An Antarctic-bound ship spent Christmas awaiting rescue after the ship became wedged in thick sheets of sea ice.
The ice-breaker Akademik Shokalski set sail for the sub- Antarctic and Antarctica from Bluff on a mission of science and discovery, which sailed on November 28.
The month-long Australasian Antarctic Expedition is following in the footsteps of explorer and scientist Sir Douglas Mawson, one century on.
Central Otago woman Nicole Kerr is one of the crew members.
Omakau-raised Ms Kerr was on board the Akademik Shokalski as a chef.
The ship had been on a multi-day tour from New Zealand to visit several sites along the edge of Antarctica.The Australian Maritime Safety Authority (AMSA) received a distress call on this morning, notifying the rescue co-ordination centre that the ship was trapped in ice and would need help.
It is not known how long the ship has been unable to break free from the ice floes.
An AMSA spokeswoman said three ships had been sent to assist but it would take at least two days for the nearest vessel to reach the remote location - about 1500 nautical miles south of Hobart.
"It's in quite a remote part of the world," she said.
"But we have everyone safe.
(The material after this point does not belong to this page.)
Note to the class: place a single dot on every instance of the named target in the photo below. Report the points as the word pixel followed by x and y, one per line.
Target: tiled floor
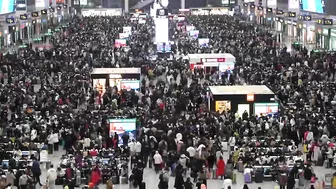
pixel 152 179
The vessel isn't in any immediate danger."
The Russian-built ship, the MV Akademik Shokalskiy, had been on a tourist trip with about 50 passengers onboard and 20 crew members.
Before leaving Bluff, The Australasian Antarctic Expedition leader professor Chris Turney said scientists and science- lovers paid their own way on the trip, which would help get the public excited about science by "blending science and adventure".
It was to be a month-long and two-leg journey, which could be followed online at spiritofmawson.com.